Many intelligence gaffes and controversial practices have come to light in the last 10 years, mainly through the court rulings and inquiry findings. They include revelations that CSIS has used shady informants, has shared information that contributed to the detention and mistreatment of Canadian terror suspects abroad, and that it would use information obtained abroad through torture to derail a terrorist plot. Also, intelligence sharing has put Canadian residents on domestic or international watch lists or no-fly lists without explanation or means of being exonerated. “I have clients who can’t leave Canada because they are on a list and they don’t know why,” laments Waldman, of Lorne Waldman & Associates. “Or they are afraid to leave because they think they might not get back.”

Roach notes that authorities continue to share information with the United States and other countries based on association with suspected terrorists, and once the information is in foreign hands, Canadian authorities have no control over it. “The point is not that Canada should not share information,” he says. “Such a splendid isolationist approach is unrealistic given the reality of international terrorism. Rather, as the Arar commission recommended, independent review must be expanded to ensure appropriate screening of the information that must be shared.”

It is not lost on anyone that terror suspects and their associates are not the only ones for whom life has changed in the last decade.
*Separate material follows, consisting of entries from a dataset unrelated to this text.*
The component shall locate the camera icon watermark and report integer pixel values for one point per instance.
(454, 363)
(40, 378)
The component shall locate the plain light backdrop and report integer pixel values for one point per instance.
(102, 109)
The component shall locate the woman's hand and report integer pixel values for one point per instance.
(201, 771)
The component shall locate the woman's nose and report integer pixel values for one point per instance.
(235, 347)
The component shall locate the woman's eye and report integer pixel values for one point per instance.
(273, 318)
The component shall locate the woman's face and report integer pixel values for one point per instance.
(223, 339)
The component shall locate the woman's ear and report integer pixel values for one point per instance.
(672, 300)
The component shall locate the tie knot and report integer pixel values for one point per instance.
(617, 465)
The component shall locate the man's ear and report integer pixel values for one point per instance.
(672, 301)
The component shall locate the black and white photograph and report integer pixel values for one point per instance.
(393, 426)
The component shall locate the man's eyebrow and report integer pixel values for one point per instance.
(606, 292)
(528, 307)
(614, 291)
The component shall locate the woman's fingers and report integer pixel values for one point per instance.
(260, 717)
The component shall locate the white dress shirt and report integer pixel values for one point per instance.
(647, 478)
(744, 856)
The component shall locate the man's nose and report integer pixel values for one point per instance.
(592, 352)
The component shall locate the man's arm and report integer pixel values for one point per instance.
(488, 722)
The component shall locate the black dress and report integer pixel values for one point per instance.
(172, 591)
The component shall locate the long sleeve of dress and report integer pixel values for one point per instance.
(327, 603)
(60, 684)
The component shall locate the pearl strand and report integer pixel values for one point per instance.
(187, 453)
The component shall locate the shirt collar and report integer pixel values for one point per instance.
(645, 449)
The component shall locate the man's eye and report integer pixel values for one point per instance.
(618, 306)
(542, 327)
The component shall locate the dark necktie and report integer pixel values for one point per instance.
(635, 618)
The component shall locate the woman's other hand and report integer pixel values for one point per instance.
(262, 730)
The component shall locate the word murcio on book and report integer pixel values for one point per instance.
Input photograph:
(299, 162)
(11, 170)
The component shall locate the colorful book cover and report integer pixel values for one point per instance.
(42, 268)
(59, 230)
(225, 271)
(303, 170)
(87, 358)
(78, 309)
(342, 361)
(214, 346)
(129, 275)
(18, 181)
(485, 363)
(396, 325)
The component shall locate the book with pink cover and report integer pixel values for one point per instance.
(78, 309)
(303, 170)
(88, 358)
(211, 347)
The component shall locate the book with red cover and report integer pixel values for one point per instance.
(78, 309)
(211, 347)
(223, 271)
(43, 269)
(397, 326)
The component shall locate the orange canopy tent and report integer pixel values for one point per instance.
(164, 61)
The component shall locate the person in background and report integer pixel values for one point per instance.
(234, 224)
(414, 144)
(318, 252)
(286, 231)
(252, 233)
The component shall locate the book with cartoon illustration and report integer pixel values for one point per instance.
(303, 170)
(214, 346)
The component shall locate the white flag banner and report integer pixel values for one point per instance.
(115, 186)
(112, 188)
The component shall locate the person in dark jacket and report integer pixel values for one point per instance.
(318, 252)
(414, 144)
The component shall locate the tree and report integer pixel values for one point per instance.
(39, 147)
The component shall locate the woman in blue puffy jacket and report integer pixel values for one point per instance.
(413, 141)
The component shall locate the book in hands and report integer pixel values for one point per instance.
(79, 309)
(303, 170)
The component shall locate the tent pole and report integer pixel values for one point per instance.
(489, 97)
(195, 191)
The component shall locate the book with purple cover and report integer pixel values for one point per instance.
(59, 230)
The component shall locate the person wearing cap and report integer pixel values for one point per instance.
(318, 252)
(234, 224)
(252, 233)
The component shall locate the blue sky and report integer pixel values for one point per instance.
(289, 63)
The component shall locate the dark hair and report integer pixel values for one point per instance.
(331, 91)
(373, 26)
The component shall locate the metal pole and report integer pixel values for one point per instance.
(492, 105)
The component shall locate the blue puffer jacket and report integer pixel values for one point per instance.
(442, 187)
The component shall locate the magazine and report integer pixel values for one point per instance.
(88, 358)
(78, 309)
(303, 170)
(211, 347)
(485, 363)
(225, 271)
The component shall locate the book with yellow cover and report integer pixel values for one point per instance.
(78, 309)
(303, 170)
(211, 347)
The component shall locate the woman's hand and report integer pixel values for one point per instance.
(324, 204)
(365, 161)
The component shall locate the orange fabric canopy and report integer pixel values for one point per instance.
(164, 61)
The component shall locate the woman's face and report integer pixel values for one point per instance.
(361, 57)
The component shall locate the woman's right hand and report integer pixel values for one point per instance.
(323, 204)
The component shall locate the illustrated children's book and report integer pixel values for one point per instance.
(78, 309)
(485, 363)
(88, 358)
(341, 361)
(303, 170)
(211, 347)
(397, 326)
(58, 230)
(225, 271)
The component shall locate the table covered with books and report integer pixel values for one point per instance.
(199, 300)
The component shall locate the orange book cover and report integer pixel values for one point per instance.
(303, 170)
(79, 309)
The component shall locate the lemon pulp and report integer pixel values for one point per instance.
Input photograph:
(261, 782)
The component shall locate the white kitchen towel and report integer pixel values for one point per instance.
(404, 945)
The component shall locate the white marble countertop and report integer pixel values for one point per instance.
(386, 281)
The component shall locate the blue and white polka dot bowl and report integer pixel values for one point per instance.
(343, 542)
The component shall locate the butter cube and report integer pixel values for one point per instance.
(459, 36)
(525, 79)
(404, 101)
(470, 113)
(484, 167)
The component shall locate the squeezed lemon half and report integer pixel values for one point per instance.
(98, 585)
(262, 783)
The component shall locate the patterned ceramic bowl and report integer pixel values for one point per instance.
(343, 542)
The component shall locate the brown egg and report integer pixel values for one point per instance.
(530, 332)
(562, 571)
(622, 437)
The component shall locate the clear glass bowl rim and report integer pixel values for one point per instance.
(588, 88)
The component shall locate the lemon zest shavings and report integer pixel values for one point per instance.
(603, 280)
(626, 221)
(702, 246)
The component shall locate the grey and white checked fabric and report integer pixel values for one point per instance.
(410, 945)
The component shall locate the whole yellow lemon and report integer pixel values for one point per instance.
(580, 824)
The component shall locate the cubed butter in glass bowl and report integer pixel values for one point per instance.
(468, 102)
Governments worldwide, in the name of national security, have embraced surveillance measures such as body scanners and heightened screening at airports and border points, closed-circuit television cameras in public places, data mining, as well as restricted access and more policing at organized events. “Intensification,” says David Lyon, director of the Surveillance Studies Centre at Queen’s University. “I tend to think that one word is rather good to describe what happened.”

Lyon, however, believes that the world was heading in the direction of increased surveillance anyway, and that the Sept. 11 terrorist bombings created a perfect storm of sorts. Governments, led by the U.S. as it sought a new mission to replace the failed war on drugs, embraced technology that was offered up by a high-tech industry that was looking for new business after the dot-com bust. “All the types of technical devices and software were in place. It was just not at the stage of being used for national security,” says Lyon, author of the book Surveillance after September 11.

Critics of unaudited spending on national security say it’s time to do a cost-benefit analysis, given that the chances of a terrorist attack have proven to be low, with not even one occurring in Canada or the U.S. in the last decade. “Certainly the costs are enormous,” says Des Rosiers. “You can never have enough security for some people. There will always be a new gadget on the market to minimize the risks . . . and the sky’s the limit. There’s a feeling that if you don’t do it, you are failing the war on terror and failing your citizens and there is very little way to challenge this.”